Haziran başı itibari ile Türkiye ve KKTC’deki enflasyon verileri yayınlanmış ve iki ülkede de yıllık enflasyon yılbaşına göre hafif bir azalma eğilimi gösterse dahi genel eğilimin sabit seviyelere yakın seyrettiği ve enflasyonun etkin şekilde azalmadığı gözlemlenmektedir. 12 Haziran 2019 tarihinde TC Merkez Bankası Para Politikası Kurulu politika faizini % 24’te sabit bırakarak faizlerde bir değişikliğe gidilmediğini açıklamıştır.
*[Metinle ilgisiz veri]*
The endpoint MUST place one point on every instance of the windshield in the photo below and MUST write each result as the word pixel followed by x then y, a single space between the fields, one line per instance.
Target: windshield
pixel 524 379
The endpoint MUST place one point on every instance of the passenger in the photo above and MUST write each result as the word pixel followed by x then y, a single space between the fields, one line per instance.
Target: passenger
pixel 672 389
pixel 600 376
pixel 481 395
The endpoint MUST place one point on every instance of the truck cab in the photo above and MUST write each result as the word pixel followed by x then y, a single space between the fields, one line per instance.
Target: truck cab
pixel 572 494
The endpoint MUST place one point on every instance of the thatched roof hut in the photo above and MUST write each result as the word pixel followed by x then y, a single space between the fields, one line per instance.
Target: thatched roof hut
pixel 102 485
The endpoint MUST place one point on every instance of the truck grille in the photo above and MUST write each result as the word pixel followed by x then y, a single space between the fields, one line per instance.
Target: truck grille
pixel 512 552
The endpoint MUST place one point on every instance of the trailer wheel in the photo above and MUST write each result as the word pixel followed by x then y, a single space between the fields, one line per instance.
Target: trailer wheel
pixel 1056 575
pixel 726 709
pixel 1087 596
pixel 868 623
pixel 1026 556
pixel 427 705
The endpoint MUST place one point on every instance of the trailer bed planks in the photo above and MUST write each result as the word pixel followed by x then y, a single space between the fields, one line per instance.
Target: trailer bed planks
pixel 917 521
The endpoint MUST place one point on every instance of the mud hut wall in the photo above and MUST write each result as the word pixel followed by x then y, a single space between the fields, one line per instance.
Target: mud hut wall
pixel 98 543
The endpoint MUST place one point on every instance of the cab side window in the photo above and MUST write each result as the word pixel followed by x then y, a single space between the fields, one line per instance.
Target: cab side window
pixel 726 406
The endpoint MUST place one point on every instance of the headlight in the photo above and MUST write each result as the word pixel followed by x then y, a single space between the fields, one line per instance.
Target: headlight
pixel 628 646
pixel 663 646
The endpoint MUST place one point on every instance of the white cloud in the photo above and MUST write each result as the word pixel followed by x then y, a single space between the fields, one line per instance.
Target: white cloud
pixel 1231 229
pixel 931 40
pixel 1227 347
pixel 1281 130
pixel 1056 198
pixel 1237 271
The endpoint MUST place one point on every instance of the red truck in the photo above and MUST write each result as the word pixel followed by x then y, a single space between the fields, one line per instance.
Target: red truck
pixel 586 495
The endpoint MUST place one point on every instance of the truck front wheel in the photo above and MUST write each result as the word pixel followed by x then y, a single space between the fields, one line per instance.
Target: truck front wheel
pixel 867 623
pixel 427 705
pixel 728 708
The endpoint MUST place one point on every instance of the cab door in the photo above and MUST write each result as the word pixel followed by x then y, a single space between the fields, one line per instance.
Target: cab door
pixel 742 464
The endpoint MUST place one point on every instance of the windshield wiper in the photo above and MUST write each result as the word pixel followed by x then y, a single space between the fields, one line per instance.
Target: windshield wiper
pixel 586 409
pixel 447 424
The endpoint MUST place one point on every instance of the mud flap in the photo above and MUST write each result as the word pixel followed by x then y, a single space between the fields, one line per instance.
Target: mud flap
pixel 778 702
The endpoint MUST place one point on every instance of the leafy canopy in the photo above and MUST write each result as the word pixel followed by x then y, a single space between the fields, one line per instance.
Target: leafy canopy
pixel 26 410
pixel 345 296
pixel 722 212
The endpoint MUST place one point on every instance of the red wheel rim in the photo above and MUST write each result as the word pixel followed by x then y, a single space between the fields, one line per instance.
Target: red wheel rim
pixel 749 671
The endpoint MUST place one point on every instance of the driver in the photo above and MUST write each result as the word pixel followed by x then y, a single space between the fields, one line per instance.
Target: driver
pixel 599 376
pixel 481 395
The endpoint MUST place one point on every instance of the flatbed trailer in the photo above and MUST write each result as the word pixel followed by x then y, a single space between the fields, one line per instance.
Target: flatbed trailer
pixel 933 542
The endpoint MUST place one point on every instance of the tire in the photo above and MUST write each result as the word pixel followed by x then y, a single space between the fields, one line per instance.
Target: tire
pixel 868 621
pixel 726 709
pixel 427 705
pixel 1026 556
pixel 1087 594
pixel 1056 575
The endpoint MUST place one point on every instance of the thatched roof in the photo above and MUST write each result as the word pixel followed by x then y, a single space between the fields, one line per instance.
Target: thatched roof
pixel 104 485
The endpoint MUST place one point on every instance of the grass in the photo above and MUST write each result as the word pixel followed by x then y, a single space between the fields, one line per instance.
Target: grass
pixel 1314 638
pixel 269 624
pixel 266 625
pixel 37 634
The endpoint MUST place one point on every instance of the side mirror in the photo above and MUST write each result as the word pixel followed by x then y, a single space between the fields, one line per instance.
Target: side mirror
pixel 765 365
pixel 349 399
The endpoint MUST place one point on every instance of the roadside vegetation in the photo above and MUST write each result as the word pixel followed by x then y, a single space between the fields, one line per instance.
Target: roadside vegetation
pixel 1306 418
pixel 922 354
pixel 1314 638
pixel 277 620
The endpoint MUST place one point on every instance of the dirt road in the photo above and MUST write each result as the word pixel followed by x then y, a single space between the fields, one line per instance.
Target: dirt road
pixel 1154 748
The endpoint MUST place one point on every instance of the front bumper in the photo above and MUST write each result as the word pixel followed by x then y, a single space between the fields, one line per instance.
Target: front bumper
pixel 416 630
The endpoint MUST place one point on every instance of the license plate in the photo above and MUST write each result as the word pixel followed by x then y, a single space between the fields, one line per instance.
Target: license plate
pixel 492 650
Kurul kararı faiz indirimin ancak enflasyondaki olumlu ve kalıcı gelişmelere paralel olarak yapılabileceği vurgusu taşımaktadır. Dolayısı ile mevcut durumda Türkiye’de ve KKTC’de uygulanan faizler hala Arjantin’den sonra Dünya’da ikinci en yüksek faiz kategorisinde yer almaya devam ediyor.
Ağırlıklı ortalama faiz oranlarında tüketici kredi faizleri % 25,6 iken, mevduat faizleri ise % 21,6 oranında seyrediyor. Zira, sektör ortalamasında 4 puan faiz marjı söz konusu. Kredi faizlerinin % 34’lerden % 25’lere gerilemesine rağmen hala yüksek seviyelerde olması nedeni ile krediye olan talebi düşürmeye yetiyor. Zira, konut kredileri ve bireysel kredilerde % 85 civarında düşüş yaşanırken, işletme kredilerinde yıl sonu % 45 civarlarında azalış yaşandı. Kredilere olan talebin dramatik ölçüde düşmesi sonucu azalan yatırımlar sonrasında ekonomik daralma yaşanması kaçınılmazdı. Nitekim ekonomide 3 dönem üst üste yaşanan daralma hala daha trendini korumaktadır. Kredilerin artması ve paralelinde yatırımların artması için faizlerin düşmesinin gerektiği ekonomik bir gerçekken, bu aşamada beklenen nihai hedef enflasyonun düşmesidir. Ancak, enflasyonun düşürülmesinde ülkede üretimin artması ve Türk lirasının stabil hale gelmesi son derece önemli rol oynamaktadır.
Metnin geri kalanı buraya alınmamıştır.